1-6.ヴァイオリン奏者

 優しげだったザルダーズの表情が一変し、明るい双眸に真剣な光が灯る。


 軽く両足を広げ体勢を整えると、ザルダーズは背筋を伸ばし、左手にヴァイオリン、右手に弓を持った。


 ラディアは息を止め、緊張した面持ちでその一連の動作を観察する。


 ヴァイオリンの先端を軽く左肩に乗せ、あごを乗せる。肩とあごでヴァイオリンを挟み、左手親指の腹と、人差し指の付け根でネックを支えた。


 始まりを待つ緊張の一瞬。

 凛とした空気が室内に充満する。


 流れるような動きで弓が弦の上に乗り、一呼吸の後、弓が滑らかに動きはじめる。


 のびのびとした美しいヴァイオリンの調べが、秘境の森の中に響き渡った。

 小鳥たちの囀りがヴァイオリンの音色に重なる。


 優雅でしっとりとした曲調から始まり、たっぷりと豊かな情景を奏でてから、軽やかなメロディへと変わっていく。

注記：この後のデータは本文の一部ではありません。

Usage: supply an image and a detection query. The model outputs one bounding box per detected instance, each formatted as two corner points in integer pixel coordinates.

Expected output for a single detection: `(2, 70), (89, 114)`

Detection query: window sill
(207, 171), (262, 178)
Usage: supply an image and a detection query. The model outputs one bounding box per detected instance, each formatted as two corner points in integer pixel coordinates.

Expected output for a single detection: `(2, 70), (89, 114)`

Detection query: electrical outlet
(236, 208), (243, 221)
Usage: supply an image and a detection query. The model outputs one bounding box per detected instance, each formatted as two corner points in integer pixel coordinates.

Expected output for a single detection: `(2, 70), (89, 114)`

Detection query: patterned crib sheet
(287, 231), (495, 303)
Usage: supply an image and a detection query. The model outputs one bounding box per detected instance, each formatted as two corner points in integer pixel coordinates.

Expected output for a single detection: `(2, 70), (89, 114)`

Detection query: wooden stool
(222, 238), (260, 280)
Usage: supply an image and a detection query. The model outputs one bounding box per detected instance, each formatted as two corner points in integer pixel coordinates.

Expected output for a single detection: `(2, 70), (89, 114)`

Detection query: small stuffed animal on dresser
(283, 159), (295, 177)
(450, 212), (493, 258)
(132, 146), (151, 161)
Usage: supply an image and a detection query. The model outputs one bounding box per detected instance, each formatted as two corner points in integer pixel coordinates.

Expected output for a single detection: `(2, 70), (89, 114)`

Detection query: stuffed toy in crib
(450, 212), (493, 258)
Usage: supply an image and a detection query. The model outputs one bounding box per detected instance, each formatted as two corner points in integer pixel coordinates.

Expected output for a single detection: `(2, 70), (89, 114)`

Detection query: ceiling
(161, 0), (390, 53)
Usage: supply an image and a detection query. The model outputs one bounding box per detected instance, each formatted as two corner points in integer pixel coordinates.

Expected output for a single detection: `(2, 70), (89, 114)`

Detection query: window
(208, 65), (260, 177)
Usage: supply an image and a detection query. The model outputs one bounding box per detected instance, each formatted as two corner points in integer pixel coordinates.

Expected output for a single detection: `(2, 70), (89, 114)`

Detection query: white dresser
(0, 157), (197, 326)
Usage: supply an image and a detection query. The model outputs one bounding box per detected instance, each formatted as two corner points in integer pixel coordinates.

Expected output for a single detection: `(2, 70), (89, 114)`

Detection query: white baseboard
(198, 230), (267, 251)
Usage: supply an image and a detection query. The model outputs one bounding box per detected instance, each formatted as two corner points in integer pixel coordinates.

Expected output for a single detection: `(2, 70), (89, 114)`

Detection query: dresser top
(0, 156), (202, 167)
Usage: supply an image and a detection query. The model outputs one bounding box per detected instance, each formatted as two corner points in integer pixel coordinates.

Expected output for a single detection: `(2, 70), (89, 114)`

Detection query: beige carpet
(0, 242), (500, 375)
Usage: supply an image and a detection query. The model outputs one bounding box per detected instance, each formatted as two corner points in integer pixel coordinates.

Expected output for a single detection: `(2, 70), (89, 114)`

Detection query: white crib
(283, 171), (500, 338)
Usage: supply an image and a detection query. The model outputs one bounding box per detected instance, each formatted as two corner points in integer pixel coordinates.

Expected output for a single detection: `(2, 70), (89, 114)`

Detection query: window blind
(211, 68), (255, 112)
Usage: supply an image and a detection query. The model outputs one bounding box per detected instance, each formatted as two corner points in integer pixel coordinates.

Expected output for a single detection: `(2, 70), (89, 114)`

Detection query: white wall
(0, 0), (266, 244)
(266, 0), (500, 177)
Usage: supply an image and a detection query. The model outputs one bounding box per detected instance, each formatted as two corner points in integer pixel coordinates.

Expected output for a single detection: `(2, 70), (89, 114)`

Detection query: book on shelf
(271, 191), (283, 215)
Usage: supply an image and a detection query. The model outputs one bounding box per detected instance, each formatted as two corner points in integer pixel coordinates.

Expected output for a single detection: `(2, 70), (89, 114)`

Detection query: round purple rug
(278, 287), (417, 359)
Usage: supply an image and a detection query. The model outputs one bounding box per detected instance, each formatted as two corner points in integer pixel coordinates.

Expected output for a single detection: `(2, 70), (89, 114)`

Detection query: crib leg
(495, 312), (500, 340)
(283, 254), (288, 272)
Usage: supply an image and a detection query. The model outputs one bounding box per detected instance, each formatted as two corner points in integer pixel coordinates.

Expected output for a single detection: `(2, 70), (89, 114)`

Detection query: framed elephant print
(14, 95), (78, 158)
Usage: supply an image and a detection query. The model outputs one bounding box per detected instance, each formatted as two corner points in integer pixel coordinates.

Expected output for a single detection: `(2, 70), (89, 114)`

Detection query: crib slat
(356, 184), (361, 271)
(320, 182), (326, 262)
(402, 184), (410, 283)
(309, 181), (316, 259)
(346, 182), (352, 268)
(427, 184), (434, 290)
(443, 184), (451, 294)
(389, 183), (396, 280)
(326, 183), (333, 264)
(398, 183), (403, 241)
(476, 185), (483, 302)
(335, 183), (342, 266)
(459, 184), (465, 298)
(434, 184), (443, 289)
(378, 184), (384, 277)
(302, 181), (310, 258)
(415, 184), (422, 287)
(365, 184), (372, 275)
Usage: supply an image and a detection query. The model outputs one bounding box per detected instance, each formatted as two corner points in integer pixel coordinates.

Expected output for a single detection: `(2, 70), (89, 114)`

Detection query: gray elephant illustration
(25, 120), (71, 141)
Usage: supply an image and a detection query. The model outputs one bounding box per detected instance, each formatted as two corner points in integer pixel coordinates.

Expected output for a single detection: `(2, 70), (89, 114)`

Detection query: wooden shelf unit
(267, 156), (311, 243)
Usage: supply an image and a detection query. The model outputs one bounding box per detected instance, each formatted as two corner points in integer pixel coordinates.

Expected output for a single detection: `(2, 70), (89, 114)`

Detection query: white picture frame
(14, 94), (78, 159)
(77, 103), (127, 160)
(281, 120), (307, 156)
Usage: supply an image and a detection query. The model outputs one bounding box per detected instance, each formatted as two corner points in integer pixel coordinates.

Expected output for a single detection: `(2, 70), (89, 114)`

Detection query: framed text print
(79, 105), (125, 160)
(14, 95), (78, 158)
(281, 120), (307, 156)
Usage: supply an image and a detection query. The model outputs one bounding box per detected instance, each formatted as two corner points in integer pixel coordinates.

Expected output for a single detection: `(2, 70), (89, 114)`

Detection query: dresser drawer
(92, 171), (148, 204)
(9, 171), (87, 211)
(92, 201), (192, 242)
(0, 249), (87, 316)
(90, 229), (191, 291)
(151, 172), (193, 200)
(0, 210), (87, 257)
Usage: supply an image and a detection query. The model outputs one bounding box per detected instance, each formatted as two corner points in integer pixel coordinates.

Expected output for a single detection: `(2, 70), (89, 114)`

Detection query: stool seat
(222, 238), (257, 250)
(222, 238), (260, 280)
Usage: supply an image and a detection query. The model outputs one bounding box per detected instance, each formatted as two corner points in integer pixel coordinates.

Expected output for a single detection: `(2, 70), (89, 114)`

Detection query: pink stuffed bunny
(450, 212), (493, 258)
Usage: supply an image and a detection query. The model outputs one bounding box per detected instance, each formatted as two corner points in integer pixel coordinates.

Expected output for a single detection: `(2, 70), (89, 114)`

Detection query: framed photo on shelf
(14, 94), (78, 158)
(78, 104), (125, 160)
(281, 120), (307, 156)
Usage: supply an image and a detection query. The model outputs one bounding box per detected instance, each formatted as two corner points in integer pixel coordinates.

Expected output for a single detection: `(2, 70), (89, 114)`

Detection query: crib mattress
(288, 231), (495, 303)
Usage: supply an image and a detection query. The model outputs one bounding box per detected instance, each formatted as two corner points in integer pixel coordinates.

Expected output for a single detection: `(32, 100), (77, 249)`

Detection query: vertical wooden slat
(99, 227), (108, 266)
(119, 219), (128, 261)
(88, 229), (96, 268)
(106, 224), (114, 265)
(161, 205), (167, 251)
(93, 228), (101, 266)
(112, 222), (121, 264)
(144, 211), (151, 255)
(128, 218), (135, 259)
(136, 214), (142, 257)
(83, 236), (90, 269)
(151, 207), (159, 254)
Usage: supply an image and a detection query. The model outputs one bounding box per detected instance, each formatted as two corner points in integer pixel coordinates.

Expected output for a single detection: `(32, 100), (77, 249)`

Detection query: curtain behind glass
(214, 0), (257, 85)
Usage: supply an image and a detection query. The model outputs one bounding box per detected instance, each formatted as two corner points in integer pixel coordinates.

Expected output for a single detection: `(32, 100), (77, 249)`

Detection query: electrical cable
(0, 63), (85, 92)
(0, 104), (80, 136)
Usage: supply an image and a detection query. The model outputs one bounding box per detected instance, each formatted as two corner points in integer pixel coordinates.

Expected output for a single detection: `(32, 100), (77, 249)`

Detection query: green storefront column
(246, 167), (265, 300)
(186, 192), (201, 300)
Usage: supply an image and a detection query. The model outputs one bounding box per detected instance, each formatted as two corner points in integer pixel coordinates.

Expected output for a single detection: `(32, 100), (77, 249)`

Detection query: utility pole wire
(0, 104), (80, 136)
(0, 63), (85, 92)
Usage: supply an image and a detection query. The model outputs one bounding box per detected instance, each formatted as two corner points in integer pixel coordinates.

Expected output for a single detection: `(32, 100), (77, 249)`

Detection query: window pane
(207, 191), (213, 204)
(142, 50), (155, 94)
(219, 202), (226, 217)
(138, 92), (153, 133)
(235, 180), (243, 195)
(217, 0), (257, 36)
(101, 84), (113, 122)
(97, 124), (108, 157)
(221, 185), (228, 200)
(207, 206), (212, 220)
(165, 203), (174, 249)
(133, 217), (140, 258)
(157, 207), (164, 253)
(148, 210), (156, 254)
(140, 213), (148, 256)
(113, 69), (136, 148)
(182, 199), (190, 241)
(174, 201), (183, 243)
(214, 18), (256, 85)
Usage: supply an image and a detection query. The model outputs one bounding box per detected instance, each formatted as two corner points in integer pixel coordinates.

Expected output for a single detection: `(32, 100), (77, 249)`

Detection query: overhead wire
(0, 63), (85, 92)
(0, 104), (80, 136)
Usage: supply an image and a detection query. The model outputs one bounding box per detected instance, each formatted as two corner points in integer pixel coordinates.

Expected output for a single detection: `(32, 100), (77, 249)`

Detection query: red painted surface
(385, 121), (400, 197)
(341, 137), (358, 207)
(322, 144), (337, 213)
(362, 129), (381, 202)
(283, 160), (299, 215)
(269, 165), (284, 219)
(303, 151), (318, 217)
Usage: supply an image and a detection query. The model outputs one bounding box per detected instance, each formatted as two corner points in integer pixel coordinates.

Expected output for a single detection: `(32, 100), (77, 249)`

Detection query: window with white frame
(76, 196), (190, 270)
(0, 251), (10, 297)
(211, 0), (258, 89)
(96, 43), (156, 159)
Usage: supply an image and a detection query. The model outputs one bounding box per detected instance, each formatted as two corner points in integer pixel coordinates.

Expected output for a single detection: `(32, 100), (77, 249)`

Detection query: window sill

 ザルダーズが試奏として弾くのは『天上の鳥歌』というタイトルの曲だった。

 全ての弦をまんべんなく使い、高音から低音まで幅広い音域を奏でる曲なので、彼によると『天上の鳥歌』は試奏や練習曲には最適らしい。


 ラディアはこの曲が大好きだった。いや、ザルダーズが演奏する『天上の鳥歌』が大好きだったのである。


 ヴァイオリンを演奏するザルダーズは堂々としており、とてもカッコよかった。

 もちろん、プロのヴァイオリン奏者を目指していただけあって、演奏内容も文句なしに素晴らしい。


 昔――まだ幼い頃――ラディアはザルダーズがヴァイオリンの練習をしている時間帯に押しかけは、『天上の鳥歌』を聞きたいとねだっていた。

 いつもいつも同じ曲ばかりをリクエストする幼馴染みに、ザルダーズは嫌な顔ひとつせず、このヴァイオリン曲を何度も繰り返し弾いて聞かせてくれた。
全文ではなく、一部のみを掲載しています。